Numa peça em que o público é chamado à ação, já que antes de assistir a “Yerma” terá de passar pela galeria Graça Brandão, vizinha do teatro, onde é representada “A destruição de Sodoma”, em jeito de instalação e com uma forte componente plástica, António Pires sublinha que, neste projeto, mais do que a própria narrativa, interessou-lhe “dar ênfase à poesia de Lorca”, patente nas falas das personagens.

“É por isso que ela está assim tão contida [a narrativa] e as palavras surgem”, acrescentou António Pires, sublinhando que gosta “muito mais das imagens que lhe sugerem as frases e as palavras”. “Ou seja, a construção do texto, quer da 'Yerma' quer de 'Bodas de Sangue'", a que se junta "A Destruição de Sodoma", obra inacabada do dramaturgo.

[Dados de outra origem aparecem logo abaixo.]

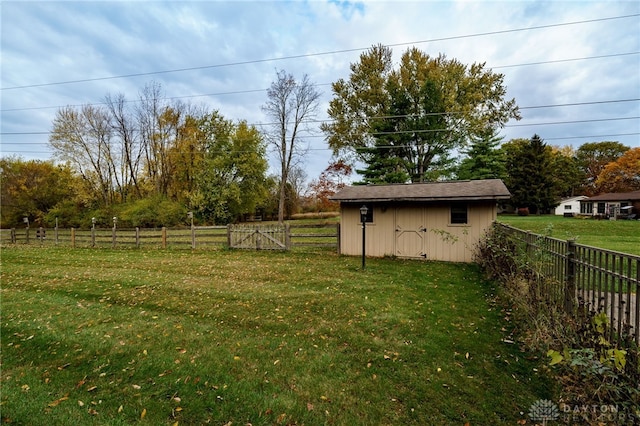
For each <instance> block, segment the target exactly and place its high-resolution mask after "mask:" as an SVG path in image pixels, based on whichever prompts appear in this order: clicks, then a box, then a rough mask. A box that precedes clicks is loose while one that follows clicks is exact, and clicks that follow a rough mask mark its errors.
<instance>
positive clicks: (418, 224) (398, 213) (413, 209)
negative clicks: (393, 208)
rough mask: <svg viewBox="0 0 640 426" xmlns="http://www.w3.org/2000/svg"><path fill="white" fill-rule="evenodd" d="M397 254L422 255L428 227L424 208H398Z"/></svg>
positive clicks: (407, 256)
mask: <svg viewBox="0 0 640 426" xmlns="http://www.w3.org/2000/svg"><path fill="white" fill-rule="evenodd" d="M395 217H396V256H399V257H422V258H426V257H427V255H426V253H425V252H424V248H425V247H426V241H425V239H426V237H427V232H426V231H427V228H426V227H425V226H424V209H422V208H413V207H411V208H406V207H405V208H397V209H396V214H395Z"/></svg>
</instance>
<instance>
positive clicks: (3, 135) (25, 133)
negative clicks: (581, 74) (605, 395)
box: [0, 116, 640, 145]
mask: <svg viewBox="0 0 640 426" xmlns="http://www.w3.org/2000/svg"><path fill="white" fill-rule="evenodd" d="M638 119H640V116H635V117H614V118H594V119H589V120H565V121H552V122H543V123H530V124H524V123H523V124H507V125H505V126H504V127H505V128H512V127H535V126H551V125H563V124H564V125H566V124H584V123H599V122H607V121H624V120H638ZM138 130H139V129H138ZM448 131H451V129H444V128H443V129H423V130H419V129H410V130H394V131H389V132H370V133H368V135H370V136H383V135H385V136H386V135H400V134H421V133H436V132H448ZM51 133H53V132H2V133H0V135H2V136H36V135H50V134H51ZM632 134H633V133H631V134H628V135H632ZM318 137H322V138H324V137H325V136H324V135H307V136H306V138H318ZM13 144H17V142H16V143H13ZM21 144H23V145H43V144H45V142H22V143H21Z"/></svg>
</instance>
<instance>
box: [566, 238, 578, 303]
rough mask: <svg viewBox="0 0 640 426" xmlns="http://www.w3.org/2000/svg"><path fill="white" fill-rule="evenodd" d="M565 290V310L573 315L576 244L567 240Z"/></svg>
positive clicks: (575, 260) (575, 287) (575, 294)
mask: <svg viewBox="0 0 640 426" xmlns="http://www.w3.org/2000/svg"><path fill="white" fill-rule="evenodd" d="M565 271H566V277H565V289H564V310H565V312H567V313H569V314H572V313H573V310H574V307H575V303H576V301H575V299H576V242H575V240H567V254H566V264H565Z"/></svg>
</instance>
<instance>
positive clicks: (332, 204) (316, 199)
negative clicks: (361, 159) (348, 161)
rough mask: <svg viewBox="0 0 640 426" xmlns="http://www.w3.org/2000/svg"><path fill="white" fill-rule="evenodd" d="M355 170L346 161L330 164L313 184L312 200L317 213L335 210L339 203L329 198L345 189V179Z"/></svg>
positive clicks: (311, 193)
mask: <svg viewBox="0 0 640 426" xmlns="http://www.w3.org/2000/svg"><path fill="white" fill-rule="evenodd" d="M352 172H353V168H352V167H351V166H350V165H349V164H347V163H346V162H345V161H344V160H341V159H340V160H336V161H333V162H332V163H330V164H329V165H328V166H327V168H326V169H324V170H323V171H322V173H320V177H319V178H318V180H314V181H313V182H311V185H310V189H311V198H312V199H313V202H314V204H315V209H316V210H317V211H329V210H335V209H336V208H337V207H338V203H336V202H335V201H331V200H330V199H329V198H330V197H331V196H332V195H334V194H335V193H336V192H338V191H339V190H340V189H342V188H344V186H345V185H346V184H345V182H344V181H345V179H346V178H347V177H349V176H350V175H351V173H352Z"/></svg>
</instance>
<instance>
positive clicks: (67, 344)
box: [0, 247, 553, 425]
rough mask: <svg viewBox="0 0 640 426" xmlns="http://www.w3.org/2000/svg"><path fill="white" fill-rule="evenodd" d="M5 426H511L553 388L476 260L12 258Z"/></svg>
mask: <svg viewBox="0 0 640 426" xmlns="http://www.w3.org/2000/svg"><path fill="white" fill-rule="evenodd" d="M1 278H2V324H1V326H2V329H1V332H2V341H1V344H2V376H1V385H2V396H1V402H0V404H1V405H0V412H1V415H2V421H3V423H5V422H6V423H11V424H17V425H20V424H47V425H70V424H71V425H86V424H88V425H91V424H95V425H105V424H109V425H118V424H121V425H125V424H132V423H140V424H149V425H161V424H169V425H174V424H179V425H188V424H191V425H200V424H207V423H210V424H218V425H222V424H231V423H229V422H232V423H233V424H234V425H244V424H249V423H250V424H252V425H260V424H269V425H271V424H299V425H301V424H305V425H319V424H338V425H351V424H366V425H371V424H393V425H397V424H421V425H424V424H429V425H435V424H447V425H448V424H464V423H466V422H469V423H470V424H472V425H480V424H483V425H484V424H502V423H507V424H515V423H516V422H517V421H518V420H520V419H526V418H527V417H526V416H527V413H528V410H529V407H530V406H531V404H532V403H533V402H534V401H536V400H537V399H539V398H549V399H550V398H552V397H553V395H552V390H551V388H552V385H551V383H550V382H549V381H548V379H546V378H544V377H543V375H542V374H539V373H537V369H538V368H541V367H540V362H541V361H540V360H536V359H535V357H533V356H532V355H529V354H525V353H522V352H520V350H519V349H518V347H517V345H514V344H510V343H505V342H503V341H502V340H503V338H504V337H505V335H506V329H508V328H509V323H508V322H507V321H506V320H505V318H504V315H503V314H502V313H501V310H500V308H499V307H497V306H495V305H494V304H493V302H492V300H493V293H494V288H493V285H492V284H491V283H489V282H486V281H485V280H483V279H482V276H481V273H480V272H479V270H478V268H477V267H476V266H475V265H461V264H446V263H433V262H421V261H402V260H397V259H368V260H367V268H366V270H365V271H362V270H361V269H360V259H358V258H353V257H344V256H338V255H336V254H334V253H332V252H331V251H315V252H302V251H294V252H286V253H284V252H254V251H229V250H207V251H195V252H191V251H189V250H183V251H178V250H164V251H161V250H111V249H93V250H91V249H75V250H72V249H62V248H57V249H56V248H44V249H38V248H35V247H34V248H29V247H9V248H3V250H2V275H1Z"/></svg>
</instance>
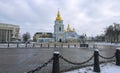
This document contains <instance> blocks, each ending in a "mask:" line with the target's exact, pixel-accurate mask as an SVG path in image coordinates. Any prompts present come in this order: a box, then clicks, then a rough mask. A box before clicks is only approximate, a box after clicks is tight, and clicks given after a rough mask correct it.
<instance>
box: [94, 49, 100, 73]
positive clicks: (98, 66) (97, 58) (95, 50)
mask: <svg viewBox="0 0 120 73" xmlns="http://www.w3.org/2000/svg"><path fill="white" fill-rule="evenodd" d="M94 72H100V66H99V52H98V49H96V50H95V51H94Z"/></svg>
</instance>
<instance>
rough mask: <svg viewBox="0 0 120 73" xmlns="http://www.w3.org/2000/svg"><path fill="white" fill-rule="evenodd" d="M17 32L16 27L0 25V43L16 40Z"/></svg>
mask: <svg viewBox="0 0 120 73" xmlns="http://www.w3.org/2000/svg"><path fill="white" fill-rule="evenodd" d="M19 30H20V28H19V26H18V25H13V24H4V23H0V43H4V42H12V41H16V40H18V37H19Z"/></svg>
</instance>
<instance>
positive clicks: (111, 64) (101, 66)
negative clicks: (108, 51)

"O que fiz", prosseguiu António Pires, "foi ir buscar o que eu achava que era comum às duas e, naquele bocado que li da poesia dele, conseguir ampliar um bocadinho, instalar e contaminar com as artes plásticas uma ideia que eu tenho do Lorca".

O encenador refere-se a "este Lorca da Andaluzia, do Romanceiro, mas muito do andaluz e de Granada, porque muitos daqueles personagens estão muito ligados à natureza, ao vento, à lua”.

E são essas imagens que estão contidas nas peças e que vão contando a história ao público, juntamente com o dispositivo cénico, que acaba por ficar mais visível.

“Pensei isto muito para fazer em sequência depois com o S. Luiz”, acrescentou o encenador, sublinhando que as personagens que aparecem em “Yerma” aparecerão depois, “com pequeninas diferenças”, em “Bodas de Sangue”.

“É um jogo teatral”, já que “agarrei no caráter das personagens e arrastei-as para os vários espetáculos, porque isso acontece muito no Lorca”, explicou.

“Isso sente-se. São aquelas mesmas pessoas”, acrescentou António Pires.

A interpretar “Yerma” e a “A Destruição de Sodoma” estão Alexandra Rosa, Carolina Campanela, Carolina Serrão, Francisco Vistas, Hugo Mestre Amaro, João Barbosa, João Maria, Marina Albuquerque, Mariana Branco, Sofia Marques, Rafael Fonseca e Rita Durão.

A tradução de “Yerma” é de Orlando Vitorino e Azinhal Abelho, a de “A destruição de Sodoma”, de Luís Lima Barreto e, a de “Bodas de Sangue”, de Cecília Meireles.

Com música de Paulo Abelho e José Avelino, a cenografia de “Yerma” é de João Nunes e IñakiZoilo e, a de “A destruição de Sodoma”, de João Mendes Ribeiro.

Já “Bodas de Sangue”, com estreia prevista para 10 de fevereiro Teatro no S. Luiz, tem cenografia de Manuel Aires Mateus e Sia Arquitetura.

Os figurinos são de Luís Mesquita, o desenho de luz, de Rui Seabra, o desenho de som, de Paulo Abelho, e, o movimento, de Paula Careto.

“Yerma” e “A destruição de Sodoma” estariam em cena no Teatro do Bairro e na Galeria Graça Brandão, a partir de quarta-feira, até 7 de fevereiro, mas será transmitida em streaming, no Facebook.

Mantém-se a expectativa de subida a cena das “Bodas de Sangue”, no S. Luiz, de 10 a 21 de fevereiro.